ASMP: Do you envision possibilities for local “chapters” of CreativeCares around the country, to directly address the needs of small organizations in need?
BJ/CC:
The beautiful part of working in the virtual world is that CreativeCares can exist wherever there is a photographer and nonprofit willing to work together. We already have photographers from all over the world who have signed up to be part of our cause and we hope to continue this trend. Our next goal is to attract more nonprofits in need of services so that we’re able to provide our creatives with a variety of projects they may be passionate about and in which they want to get involved. When we get to the point where we have a concentration of creatives and organizations in a given city, we will have them elect a liaison that will represent the organization locally or regionally.
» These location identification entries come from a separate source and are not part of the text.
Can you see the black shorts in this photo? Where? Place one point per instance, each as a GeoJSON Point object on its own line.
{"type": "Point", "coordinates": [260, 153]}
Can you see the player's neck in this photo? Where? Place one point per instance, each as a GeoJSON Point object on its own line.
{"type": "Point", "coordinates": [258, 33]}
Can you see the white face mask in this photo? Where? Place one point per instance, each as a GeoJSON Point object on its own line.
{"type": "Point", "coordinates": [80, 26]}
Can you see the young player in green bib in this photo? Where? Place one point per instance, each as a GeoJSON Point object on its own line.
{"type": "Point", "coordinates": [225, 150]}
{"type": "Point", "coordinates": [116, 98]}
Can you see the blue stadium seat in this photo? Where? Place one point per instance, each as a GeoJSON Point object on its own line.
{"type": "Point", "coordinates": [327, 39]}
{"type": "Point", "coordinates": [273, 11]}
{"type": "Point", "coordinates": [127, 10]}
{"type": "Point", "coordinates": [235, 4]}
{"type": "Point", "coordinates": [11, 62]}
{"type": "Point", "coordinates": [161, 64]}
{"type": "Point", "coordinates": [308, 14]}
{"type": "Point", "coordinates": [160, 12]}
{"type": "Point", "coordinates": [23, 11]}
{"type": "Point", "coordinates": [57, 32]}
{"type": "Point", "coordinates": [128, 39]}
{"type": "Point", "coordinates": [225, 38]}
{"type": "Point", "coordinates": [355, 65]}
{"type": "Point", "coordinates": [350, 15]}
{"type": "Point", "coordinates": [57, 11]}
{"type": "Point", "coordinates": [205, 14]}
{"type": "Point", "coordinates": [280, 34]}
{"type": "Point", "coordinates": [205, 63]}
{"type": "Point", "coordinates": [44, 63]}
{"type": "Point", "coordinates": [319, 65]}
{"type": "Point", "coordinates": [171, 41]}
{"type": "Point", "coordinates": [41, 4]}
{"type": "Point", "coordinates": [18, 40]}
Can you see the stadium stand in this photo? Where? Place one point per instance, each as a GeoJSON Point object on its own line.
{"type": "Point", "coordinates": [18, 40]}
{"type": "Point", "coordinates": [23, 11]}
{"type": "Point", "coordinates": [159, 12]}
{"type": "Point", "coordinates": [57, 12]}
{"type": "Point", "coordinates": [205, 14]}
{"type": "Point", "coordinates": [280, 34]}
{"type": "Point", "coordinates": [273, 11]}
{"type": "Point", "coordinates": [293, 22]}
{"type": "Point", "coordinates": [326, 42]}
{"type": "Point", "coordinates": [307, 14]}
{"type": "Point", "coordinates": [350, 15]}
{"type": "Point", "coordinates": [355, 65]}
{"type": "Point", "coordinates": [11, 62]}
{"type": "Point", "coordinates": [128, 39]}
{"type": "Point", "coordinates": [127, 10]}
It would be a volunteer position that would allow that person the opportunity to coordinate efforts and provide cohesion within the projects in that location.

© Burk Jackson/Creative Cares

ASMP: What do you envision for the future Creative Cares? What planning and structure do you have in place to implement these goals?
BJ/CC:
Our vision for CreativeCares is to have a global network of creative talent that is willing to donate their time to help nonprofits tell their stories, expand their reach and connect with donors. My hope would be that creatives find nonprofits they are passionate about, no matter where they are, and that they accomplish projects to help make the world a better place. One person donating their time is a wonderful thing, but 350 people donating just one day each per year has a real chance to change things. Our goal is to give photographers the ability to effect change with the causes they care about.